Dumps . One of the arguments “for” often cites the following: “If I need to transfer the site to another hosting, I only need to make a dump and copy the code”. Personally, I do not consider this argument weighty for the following reasons:
3.1 Let's finally start writing sites so that they work quickly, and not just that they are easily transferred;
3.2 Storage of any, and especially binary files in the database leads to the following:
3.2.1 because the database increases, the time for creating its dump and its size increases accordingly;
3.2.2 the presence in the dump of the contents of a binary file greatly impairs its readability, as well, which is important, not all console editors can open a large dame for editing, for example MCEDIT cannot;
3.2.3 with a high probability there will be problems with uploading such dumps:
- first, it will be quite a long process;
- secondly, it can be quite difficult, especially if the site is located on a hosting that does not allow connecting to a database from the outside and does not allow access to the server via ssh so that you can use the mysql tool. In this case, you will have to use scripts like phpMyAdmin (although in my experience with it I can say with almost 100% certainty that using it to dump a large size 50 100 MB is almost impossible task) or
Sypex Dumper .
4.
Differentiation of access to files . Another argument “for” in many discussions is the fact that when storing data in a database, it is easier to organize the delimitation of access to files for different users of the site. I indirectly agree with this argument, since it is really simpler, but firstly, it does not outweigh the first three points, and secondly, you can use the methods I described in this
article to delimit access.
5.
Centralized storage . This item is also trying to write to the file storage asset in the database, arguing that if there are a lot of servers that work with the same files, it is much more convenient to store them in one place.
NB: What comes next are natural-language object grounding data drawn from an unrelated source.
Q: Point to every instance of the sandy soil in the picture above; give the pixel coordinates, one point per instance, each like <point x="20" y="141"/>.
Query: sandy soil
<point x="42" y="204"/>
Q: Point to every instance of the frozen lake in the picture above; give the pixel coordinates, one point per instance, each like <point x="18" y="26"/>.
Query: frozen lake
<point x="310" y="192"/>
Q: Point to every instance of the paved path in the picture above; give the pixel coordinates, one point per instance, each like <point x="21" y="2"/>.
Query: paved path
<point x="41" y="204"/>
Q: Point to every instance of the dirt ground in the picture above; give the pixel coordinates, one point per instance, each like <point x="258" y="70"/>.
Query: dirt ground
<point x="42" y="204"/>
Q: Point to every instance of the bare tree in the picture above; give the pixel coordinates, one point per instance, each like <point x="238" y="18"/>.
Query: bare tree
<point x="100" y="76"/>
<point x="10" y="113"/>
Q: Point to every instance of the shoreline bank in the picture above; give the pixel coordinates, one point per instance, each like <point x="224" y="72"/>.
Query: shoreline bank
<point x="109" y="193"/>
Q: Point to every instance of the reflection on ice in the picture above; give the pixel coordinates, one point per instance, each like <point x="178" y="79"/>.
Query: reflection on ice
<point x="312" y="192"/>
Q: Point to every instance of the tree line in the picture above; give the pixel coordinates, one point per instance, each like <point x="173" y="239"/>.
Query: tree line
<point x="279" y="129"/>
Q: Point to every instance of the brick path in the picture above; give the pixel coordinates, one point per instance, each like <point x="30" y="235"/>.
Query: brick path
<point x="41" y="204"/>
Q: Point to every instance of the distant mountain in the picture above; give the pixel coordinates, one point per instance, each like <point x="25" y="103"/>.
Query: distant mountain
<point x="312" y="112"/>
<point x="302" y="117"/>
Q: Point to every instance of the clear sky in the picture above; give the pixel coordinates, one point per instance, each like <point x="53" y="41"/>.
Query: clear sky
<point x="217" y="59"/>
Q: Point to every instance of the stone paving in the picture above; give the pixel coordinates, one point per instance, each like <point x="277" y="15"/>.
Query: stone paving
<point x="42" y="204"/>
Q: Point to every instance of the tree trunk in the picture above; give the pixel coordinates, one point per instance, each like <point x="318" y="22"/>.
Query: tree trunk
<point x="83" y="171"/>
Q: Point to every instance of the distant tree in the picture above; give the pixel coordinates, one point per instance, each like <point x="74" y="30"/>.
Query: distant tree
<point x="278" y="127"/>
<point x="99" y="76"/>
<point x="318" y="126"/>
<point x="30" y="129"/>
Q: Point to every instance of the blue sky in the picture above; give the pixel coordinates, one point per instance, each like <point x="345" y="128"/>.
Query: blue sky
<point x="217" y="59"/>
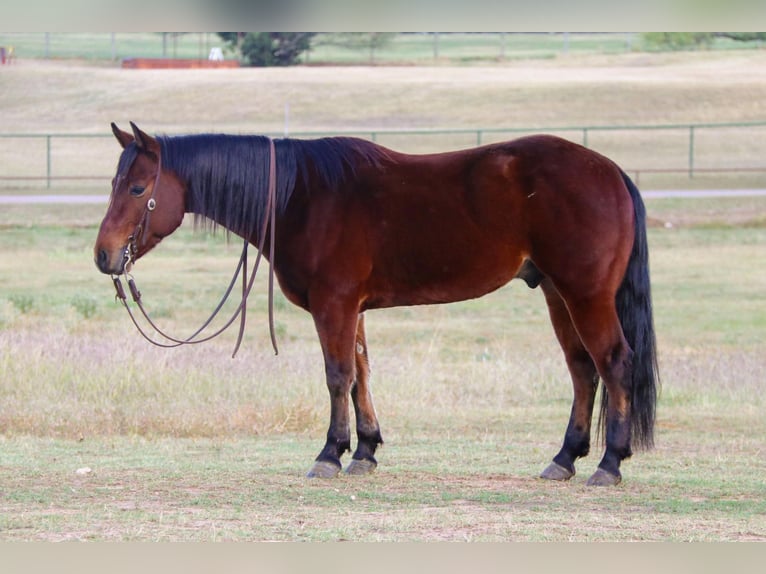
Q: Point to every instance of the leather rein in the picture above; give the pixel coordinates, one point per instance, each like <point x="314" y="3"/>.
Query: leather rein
<point x="140" y="234"/>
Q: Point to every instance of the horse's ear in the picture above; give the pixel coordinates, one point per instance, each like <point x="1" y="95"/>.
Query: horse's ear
<point x="123" y="137"/>
<point x="144" y="141"/>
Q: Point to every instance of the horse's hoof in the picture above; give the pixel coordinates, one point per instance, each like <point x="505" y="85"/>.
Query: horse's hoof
<point x="604" y="478"/>
<point x="324" y="469"/>
<point x="359" y="467"/>
<point x="556" y="472"/>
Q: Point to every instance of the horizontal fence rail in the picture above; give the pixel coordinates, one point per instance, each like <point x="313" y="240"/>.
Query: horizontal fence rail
<point x="687" y="149"/>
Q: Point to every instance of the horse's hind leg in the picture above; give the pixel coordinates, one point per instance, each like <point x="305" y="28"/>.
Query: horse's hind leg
<point x="598" y="325"/>
<point x="584" y="379"/>
<point x="367" y="428"/>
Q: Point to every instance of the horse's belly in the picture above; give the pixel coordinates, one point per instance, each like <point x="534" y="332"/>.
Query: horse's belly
<point x="441" y="277"/>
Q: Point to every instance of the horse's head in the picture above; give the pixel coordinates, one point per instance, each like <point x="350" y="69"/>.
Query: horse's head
<point x="147" y="203"/>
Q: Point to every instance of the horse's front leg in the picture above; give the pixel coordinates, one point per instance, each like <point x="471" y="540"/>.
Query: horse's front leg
<point x="336" y="325"/>
<point x="367" y="427"/>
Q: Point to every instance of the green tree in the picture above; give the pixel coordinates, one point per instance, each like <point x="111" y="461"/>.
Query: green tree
<point x="360" y="41"/>
<point x="678" y="40"/>
<point x="269" y="48"/>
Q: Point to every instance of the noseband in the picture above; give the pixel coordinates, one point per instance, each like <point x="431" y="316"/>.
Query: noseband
<point x="140" y="234"/>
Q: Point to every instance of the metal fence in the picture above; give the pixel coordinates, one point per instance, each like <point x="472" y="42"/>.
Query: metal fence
<point x="688" y="150"/>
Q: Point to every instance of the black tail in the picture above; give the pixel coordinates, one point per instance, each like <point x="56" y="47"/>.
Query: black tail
<point x="634" y="308"/>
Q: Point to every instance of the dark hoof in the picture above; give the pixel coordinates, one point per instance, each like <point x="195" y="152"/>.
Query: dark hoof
<point x="324" y="469"/>
<point x="556" y="472"/>
<point x="604" y="478"/>
<point x="359" y="467"/>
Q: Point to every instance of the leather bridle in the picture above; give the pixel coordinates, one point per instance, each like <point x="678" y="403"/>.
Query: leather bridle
<point x="141" y="234"/>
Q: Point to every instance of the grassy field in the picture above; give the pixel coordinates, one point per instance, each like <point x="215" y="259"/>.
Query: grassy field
<point x="473" y="398"/>
<point x="54" y="97"/>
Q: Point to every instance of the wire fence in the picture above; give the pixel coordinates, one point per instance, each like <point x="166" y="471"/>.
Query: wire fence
<point x="678" y="151"/>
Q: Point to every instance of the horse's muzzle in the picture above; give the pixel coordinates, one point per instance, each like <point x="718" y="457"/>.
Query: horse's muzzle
<point x="110" y="264"/>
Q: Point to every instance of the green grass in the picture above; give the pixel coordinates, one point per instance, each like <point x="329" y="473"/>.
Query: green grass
<point x="473" y="398"/>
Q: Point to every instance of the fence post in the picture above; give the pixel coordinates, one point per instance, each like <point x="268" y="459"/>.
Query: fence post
<point x="691" y="152"/>
<point x="48" y="160"/>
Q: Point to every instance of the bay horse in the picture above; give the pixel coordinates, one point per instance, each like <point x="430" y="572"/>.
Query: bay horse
<point x="357" y="226"/>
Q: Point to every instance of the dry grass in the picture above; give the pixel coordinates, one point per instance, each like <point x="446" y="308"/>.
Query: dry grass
<point x="473" y="398"/>
<point x="627" y="89"/>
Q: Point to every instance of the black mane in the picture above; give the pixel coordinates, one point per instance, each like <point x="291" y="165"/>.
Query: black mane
<point x="227" y="175"/>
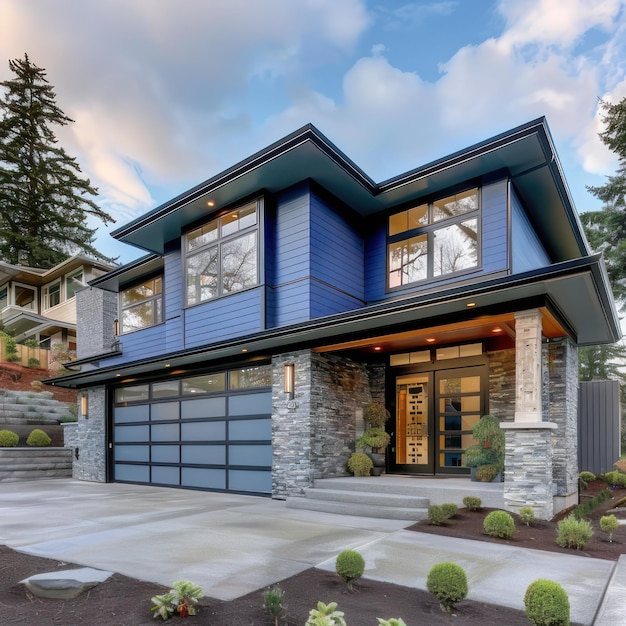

In my opinion, this is also not an argument, since even if the files are physically stored on different servers, then nothing prevents them from attacking all the servers where they should be used, while creating the same directory structure on all servers.
That seems to be all, but I want to remind once again that I considered this issue from the programming side of the web, namely for MySQL. At the same time, I realize that for other areas of programming and other DBMS, such as MSSQL and Oracle, all or part of my arguments may turn out to be incorrect.